Researchers have successfully encoded audio, images and text files into synthesized DNA molecules, and then successfully read the information from the DNA and recovered the files.

With DNA storage, we can store massive quantities of data in media having very small physical volume. A huge advantage of DNA storage over optical, magnetic, and electronic media, is the fact that DNA molecules can survive for thousands of years, so a digital archive encoded in this form could be recovered by people after thousands of years.

DNA storage technology will not become obsolete. It's not like floppy disks or CDs. With DNA storage we also dramatically improve environmental sustainability, and we have way less greenhouse gas emissions, energy consumption and water use.

The main disadvantages of DNA storage are the slow encoding speed and the high cost. But year after year we have less costs and higher speed. The technology will become commercially viable on a large scale in a few years, to the point where DNA storage can function effectively for general backup applications and even primary storage.

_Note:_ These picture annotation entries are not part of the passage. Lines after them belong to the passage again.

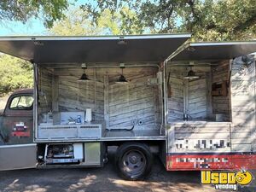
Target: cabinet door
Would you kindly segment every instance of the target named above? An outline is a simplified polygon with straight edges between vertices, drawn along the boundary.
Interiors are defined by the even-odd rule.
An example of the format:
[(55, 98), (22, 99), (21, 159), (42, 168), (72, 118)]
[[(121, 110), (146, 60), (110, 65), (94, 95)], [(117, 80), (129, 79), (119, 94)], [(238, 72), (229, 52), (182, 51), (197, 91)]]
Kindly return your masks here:
[(0, 146), (0, 171), (36, 167), (37, 144)]

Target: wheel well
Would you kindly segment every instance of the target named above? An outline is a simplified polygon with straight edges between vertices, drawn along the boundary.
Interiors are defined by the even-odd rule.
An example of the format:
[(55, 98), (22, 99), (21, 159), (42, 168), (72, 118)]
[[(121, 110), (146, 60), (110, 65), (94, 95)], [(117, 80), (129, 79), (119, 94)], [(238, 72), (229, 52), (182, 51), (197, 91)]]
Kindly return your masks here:
[(160, 151), (160, 148), (163, 146), (163, 143), (165, 141), (111, 141), (111, 142), (106, 142), (105, 145), (107, 148), (109, 148), (108, 147), (112, 147), (112, 148), (119, 148), (119, 146), (125, 144), (125, 143), (144, 143), (148, 145), (150, 148), (150, 152), (152, 154), (159, 154)]

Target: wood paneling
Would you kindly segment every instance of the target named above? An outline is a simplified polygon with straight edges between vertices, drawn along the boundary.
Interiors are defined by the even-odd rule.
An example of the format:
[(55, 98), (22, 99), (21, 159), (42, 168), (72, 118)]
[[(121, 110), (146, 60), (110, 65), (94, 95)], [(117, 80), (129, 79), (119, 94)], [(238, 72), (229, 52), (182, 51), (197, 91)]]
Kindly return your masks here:
[[(212, 84), (221, 84), (223, 81), (229, 83), (230, 61), (220, 62), (218, 66), (212, 67)], [(230, 95), (226, 96), (212, 96), (212, 113), (224, 114), (226, 120), (230, 120)]]
[(255, 63), (248, 67), (232, 65), (230, 89), (232, 151), (256, 151), (253, 148), (256, 143)]
[(52, 79), (50, 70), (40, 68), (38, 70), (38, 112), (49, 112), (52, 107)]
[[(129, 69), (125, 69), (125, 73)], [(119, 74), (109, 75), (108, 110), (109, 129), (159, 129), (159, 87), (148, 84), (148, 79), (156, 78), (156, 70), (124, 73), (127, 84), (116, 84)]]
[(120, 72), (119, 68), (86, 69), (91, 80), (79, 82), (82, 70), (55, 68), (42, 79), (42, 87), (54, 99), (48, 111), (91, 108), (92, 120), (104, 120), (107, 129), (130, 129), (133, 125), (135, 130), (159, 129), (160, 85), (148, 84), (149, 79), (156, 79), (158, 69), (125, 68), (124, 75), (129, 81), (126, 84), (116, 83)]

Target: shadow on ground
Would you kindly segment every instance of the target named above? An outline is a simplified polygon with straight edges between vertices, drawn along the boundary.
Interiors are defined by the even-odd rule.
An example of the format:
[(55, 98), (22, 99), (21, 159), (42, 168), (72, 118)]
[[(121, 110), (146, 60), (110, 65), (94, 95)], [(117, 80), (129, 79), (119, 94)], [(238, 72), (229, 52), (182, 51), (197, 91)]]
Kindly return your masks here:
[[(166, 172), (156, 157), (150, 176), (144, 181), (119, 178), (113, 155), (103, 168), (30, 169), (0, 172), (0, 191), (215, 191), (200, 184), (199, 172)], [(253, 191), (255, 188), (245, 188)]]

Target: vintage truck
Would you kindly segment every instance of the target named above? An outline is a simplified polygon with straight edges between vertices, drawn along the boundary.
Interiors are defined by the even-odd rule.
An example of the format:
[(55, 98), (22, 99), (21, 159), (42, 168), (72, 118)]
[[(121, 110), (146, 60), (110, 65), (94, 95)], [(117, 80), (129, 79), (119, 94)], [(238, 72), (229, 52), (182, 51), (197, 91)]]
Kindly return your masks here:
[(256, 42), (189, 38), (0, 38), (34, 70), (2, 118), (0, 170), (102, 166), (109, 146), (131, 180), (153, 153), (167, 171), (255, 169)]
[(33, 90), (15, 91), (0, 111), (0, 143), (32, 143)]

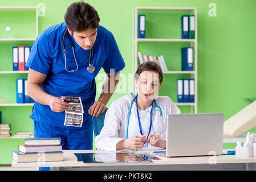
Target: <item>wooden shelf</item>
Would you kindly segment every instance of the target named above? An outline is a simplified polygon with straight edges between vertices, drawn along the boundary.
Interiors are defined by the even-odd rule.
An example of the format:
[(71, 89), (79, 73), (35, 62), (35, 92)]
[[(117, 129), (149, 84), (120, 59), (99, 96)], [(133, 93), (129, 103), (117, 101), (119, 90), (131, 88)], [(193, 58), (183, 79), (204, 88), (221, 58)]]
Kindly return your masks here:
[(168, 71), (167, 72), (162, 72), (163, 74), (195, 74), (193, 71)]
[(0, 39), (1, 42), (35, 41), (35, 38)]
[(171, 10), (171, 11), (194, 11), (195, 7), (136, 7), (137, 10)]
[(135, 42), (195, 42), (195, 39), (136, 39)]
[(17, 73), (29, 73), (29, 71), (0, 71), (0, 74), (17, 74)]
[(8, 137), (0, 137), (0, 138), (34, 138), (34, 136), (8, 136)]
[(25, 103), (25, 104), (0, 104), (0, 106), (33, 106), (34, 103)]
[[(142, 11), (156, 11), (159, 13), (160, 11), (184, 11), (184, 14), (194, 15), (195, 17), (195, 35), (194, 39), (155, 39), (155, 38), (138, 38), (138, 15), (141, 13)], [(185, 12), (186, 11), (186, 12)], [(189, 11), (189, 12), (188, 12)], [(144, 13), (144, 12), (143, 12)], [(151, 12), (149, 12), (149, 14)], [(181, 12), (183, 13), (183, 12)], [(145, 12), (145, 14), (147, 13)], [(153, 42), (159, 43), (188, 43), (190, 47), (194, 48), (194, 59), (193, 64), (194, 69), (192, 71), (163, 71), (163, 73), (166, 76), (166, 74), (189, 74), (190, 78), (194, 79), (194, 102), (185, 102), (185, 103), (174, 103), (177, 106), (190, 106), (192, 113), (197, 113), (197, 9), (196, 7), (136, 7), (133, 9), (133, 31), (132, 31), (132, 43), (133, 43), (133, 59), (132, 59), (132, 71), (135, 73), (137, 69), (137, 62), (138, 62), (138, 55), (137, 53), (139, 51), (139, 44), (141, 43), (140, 46), (143, 46), (144, 44)], [(147, 16), (147, 15), (146, 15)], [(177, 17), (178, 18), (178, 17)], [(178, 17), (180, 19), (180, 17)], [(173, 25), (175, 26), (175, 25)], [(147, 28), (150, 28), (150, 27), (148, 27)], [(147, 31), (147, 30), (146, 30)], [(178, 35), (176, 35), (178, 38)], [(143, 44), (143, 45), (142, 45)], [(159, 52), (159, 54), (161, 54)], [(165, 62), (168, 61), (168, 58), (165, 59)], [(171, 60), (169, 60), (170, 61)], [(172, 60), (176, 61), (176, 60)], [(176, 61), (177, 62), (177, 61)], [(134, 86), (134, 82), (133, 83), (133, 92), (136, 92), (136, 89)], [(171, 91), (172, 92), (172, 91)]]
[(37, 6), (0, 6), (0, 9), (5, 10), (36, 10)]
[(195, 106), (196, 104), (194, 102), (176, 102), (174, 104), (176, 106)]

Today, we have the technology to manufacture DNA molecules with arbitrary sequences. It is good to say that the molecules we make are not biological DNA, they're synthetic DNA. There's no life, no cells, no organisms involved in this type of digital data storage. We're using DNA as a medium to store information, synthetic DNA.


Biosteganography

During the Cold War, spies used microdot cameras to photograph and reduce documents onto a single tiny piece of film. The piece of film could be embedded into the text of a letter as small as a period (.). Microdots were also hidden in other things.

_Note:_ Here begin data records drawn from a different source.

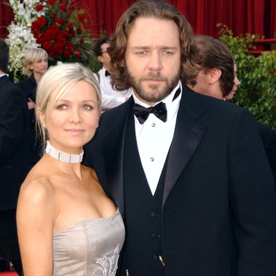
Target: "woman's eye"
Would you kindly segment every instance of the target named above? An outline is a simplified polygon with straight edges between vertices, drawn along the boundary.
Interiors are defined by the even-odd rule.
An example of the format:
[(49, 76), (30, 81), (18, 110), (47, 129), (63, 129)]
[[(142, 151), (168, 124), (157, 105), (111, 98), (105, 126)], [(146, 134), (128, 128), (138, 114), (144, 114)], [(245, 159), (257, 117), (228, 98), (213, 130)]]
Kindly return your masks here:
[(85, 110), (92, 110), (93, 109), (93, 107), (91, 105), (84, 105), (83, 108)]
[(57, 107), (57, 109), (59, 110), (67, 109), (67, 105), (60, 105)]

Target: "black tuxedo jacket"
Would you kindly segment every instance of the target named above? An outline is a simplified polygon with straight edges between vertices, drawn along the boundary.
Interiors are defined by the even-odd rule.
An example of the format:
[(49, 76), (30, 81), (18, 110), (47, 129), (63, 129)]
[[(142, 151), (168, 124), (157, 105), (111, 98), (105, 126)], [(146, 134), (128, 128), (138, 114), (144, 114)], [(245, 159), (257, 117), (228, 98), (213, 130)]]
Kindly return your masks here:
[(263, 123), (259, 123), (260, 135), (276, 181), (276, 131)]
[(23, 92), (0, 77), (0, 210), (15, 209), (29, 169), (28, 107)]
[[(132, 102), (105, 113), (86, 148), (86, 163), (123, 214)], [(183, 86), (162, 199), (166, 275), (276, 275), (275, 211), (274, 178), (253, 116)]]

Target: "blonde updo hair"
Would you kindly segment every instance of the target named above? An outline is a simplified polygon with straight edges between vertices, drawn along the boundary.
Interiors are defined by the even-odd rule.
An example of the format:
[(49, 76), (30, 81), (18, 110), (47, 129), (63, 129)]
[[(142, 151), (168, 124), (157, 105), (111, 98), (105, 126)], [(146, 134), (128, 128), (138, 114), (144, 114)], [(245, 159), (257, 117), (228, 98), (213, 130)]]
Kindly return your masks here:
[(42, 137), (43, 148), (48, 137), (47, 130), (39, 118), (40, 112), (45, 114), (47, 107), (52, 109), (54, 104), (79, 81), (87, 82), (95, 89), (100, 116), (102, 102), (100, 86), (92, 71), (86, 67), (77, 63), (52, 66), (39, 82), (36, 91), (36, 128)]
[(33, 75), (33, 70), (29, 67), (38, 59), (48, 59), (47, 52), (41, 48), (29, 49), (23, 59), (22, 72), (25, 76), (31, 77)]

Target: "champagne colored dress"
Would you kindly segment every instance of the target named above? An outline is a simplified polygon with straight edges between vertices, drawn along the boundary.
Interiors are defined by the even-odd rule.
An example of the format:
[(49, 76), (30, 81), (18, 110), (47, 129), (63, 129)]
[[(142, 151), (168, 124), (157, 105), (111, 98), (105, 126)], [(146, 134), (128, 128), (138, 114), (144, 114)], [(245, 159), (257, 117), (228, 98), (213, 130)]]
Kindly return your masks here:
[(54, 235), (54, 276), (115, 276), (125, 239), (121, 213), (92, 218)]

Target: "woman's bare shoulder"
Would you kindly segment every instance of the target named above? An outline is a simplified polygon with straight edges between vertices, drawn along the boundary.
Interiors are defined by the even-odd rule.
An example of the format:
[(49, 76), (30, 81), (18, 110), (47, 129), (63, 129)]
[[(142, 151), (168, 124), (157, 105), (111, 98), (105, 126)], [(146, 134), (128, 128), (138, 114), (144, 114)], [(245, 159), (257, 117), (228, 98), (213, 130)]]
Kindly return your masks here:
[(97, 176), (97, 174), (95, 171), (94, 169), (89, 167), (86, 167), (84, 165), (82, 166), (84, 171), (85, 171), (85, 173), (86, 174), (86, 175), (89, 176), (90, 177), (92, 177), (93, 179), (95, 179), (97, 182), (98, 182), (98, 178)]
[(29, 199), (31, 201), (47, 200), (54, 193), (54, 187), (47, 173), (37, 167), (31, 170), (21, 185), (20, 197)]

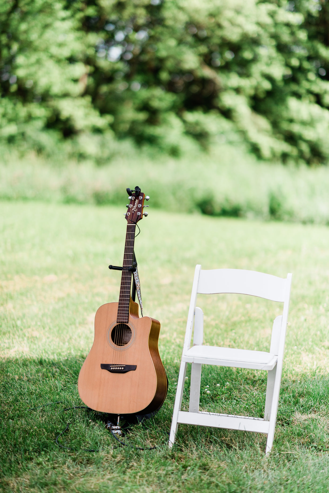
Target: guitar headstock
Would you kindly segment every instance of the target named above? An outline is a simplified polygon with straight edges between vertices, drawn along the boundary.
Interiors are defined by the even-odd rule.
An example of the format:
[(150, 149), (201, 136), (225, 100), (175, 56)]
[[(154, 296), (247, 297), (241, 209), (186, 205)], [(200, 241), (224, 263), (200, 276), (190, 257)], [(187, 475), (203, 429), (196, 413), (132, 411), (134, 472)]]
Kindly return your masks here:
[(150, 197), (145, 196), (145, 194), (141, 192), (139, 186), (135, 186), (135, 189), (132, 190), (127, 188), (127, 192), (129, 195), (130, 202), (127, 206), (128, 210), (125, 214), (126, 219), (127, 221), (130, 220), (135, 224), (140, 220), (143, 215), (147, 217), (147, 212), (143, 212), (143, 209), (149, 206), (144, 206), (144, 201), (149, 200)]

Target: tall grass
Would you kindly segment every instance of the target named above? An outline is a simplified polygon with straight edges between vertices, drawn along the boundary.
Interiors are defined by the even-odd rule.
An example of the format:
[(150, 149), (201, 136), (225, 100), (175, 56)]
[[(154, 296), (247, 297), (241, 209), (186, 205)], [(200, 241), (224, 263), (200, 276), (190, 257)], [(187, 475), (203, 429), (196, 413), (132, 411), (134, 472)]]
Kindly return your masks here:
[(227, 144), (176, 159), (126, 143), (102, 167), (8, 151), (0, 181), (2, 199), (122, 204), (138, 184), (164, 210), (329, 224), (328, 168), (265, 164)]

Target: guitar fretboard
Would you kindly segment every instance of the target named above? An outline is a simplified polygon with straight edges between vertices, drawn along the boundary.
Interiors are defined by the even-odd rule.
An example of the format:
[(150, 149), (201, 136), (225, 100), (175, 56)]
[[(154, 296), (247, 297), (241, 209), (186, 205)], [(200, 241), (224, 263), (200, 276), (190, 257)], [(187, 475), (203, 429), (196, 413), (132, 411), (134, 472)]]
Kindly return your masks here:
[(133, 258), (133, 246), (135, 241), (136, 225), (128, 220), (126, 234), (125, 253), (122, 264), (123, 267), (121, 276), (120, 293), (119, 296), (119, 306), (117, 323), (128, 323), (129, 318), (129, 303), (130, 290), (132, 286), (132, 272), (128, 271), (128, 267), (132, 265)]

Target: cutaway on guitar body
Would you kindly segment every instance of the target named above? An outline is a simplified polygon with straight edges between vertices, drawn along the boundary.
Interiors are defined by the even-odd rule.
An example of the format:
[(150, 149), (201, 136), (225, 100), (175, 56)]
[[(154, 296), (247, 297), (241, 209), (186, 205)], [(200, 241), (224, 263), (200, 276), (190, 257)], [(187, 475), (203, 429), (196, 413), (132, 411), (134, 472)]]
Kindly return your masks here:
[(94, 344), (80, 372), (78, 390), (85, 404), (96, 411), (146, 415), (162, 405), (168, 381), (158, 349), (160, 322), (140, 318), (138, 305), (131, 296), (136, 225), (147, 215), (144, 201), (150, 198), (138, 186), (127, 191), (130, 202), (125, 214), (123, 266), (117, 268), (122, 270), (119, 303), (106, 303), (96, 312)]
[[(127, 326), (121, 333), (116, 329), (116, 339), (118, 305), (107, 303), (96, 313), (95, 339), (79, 375), (79, 394), (87, 406), (101, 412), (152, 413), (162, 405), (167, 391), (158, 349), (160, 324), (150, 317), (139, 318), (138, 305), (131, 298), (128, 322), (122, 324)], [(123, 335), (127, 329), (130, 337)]]

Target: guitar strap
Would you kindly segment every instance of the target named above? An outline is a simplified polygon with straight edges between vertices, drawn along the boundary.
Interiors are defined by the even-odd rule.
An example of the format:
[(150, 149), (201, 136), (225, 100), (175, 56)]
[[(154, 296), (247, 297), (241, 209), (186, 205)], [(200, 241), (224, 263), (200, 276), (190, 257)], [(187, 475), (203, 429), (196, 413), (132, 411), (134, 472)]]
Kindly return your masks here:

The FBI’s March 2020 Artifact of the Month was more than just a toy—it was a tool of espionage tradecraft. A German spy used this doll to smuggle secret photographs to Nazi Germany. The photos were reduced in size so that the film they were on was as small as the period at the end of a sentence. Spies hid this film, called a “microdot,” on the doll, where it was virtually invisible to regular censors.



How did microphotography work? Spies would photograph espionage material with a camera. Then, through a special contraption of lenses, they would copy the image, reduce it in size, and imprint it on especially sensitized film. The Germans concealed microdots on letters and other materials they could carry across borders or mail to dead letter boxes in Europe. (A dead letter box was a fake address that acted as a cutout between a spy and German intelligence headquarters).

In DNA Steganography, we can also encrypt hidden messages within microdots, this time within DNA encoded microdots. We have a plain text message, we encrypt it, and than we convert the letters of the encrypted message into combinations of Thymine (T), Adenine (A), Cytosine (C), and Guanine (G), creating a synthetic strand of DNA - we create synthesized DNA with adenine, cytosine, guanine, and thymine in a sequence corresponding to the order of the bits in the digital file. A tiny piece of DNA with the message is then placed into a normal piece of DNA which is then mixed with DNA strands of similar length. The mixture is then dried on paper that can be cut into microdots, with each dot containing billions of strands of DNA. It is very difficult to detect, and only one strand of the billions of strands within the microdot contains the message, that is also encrypted.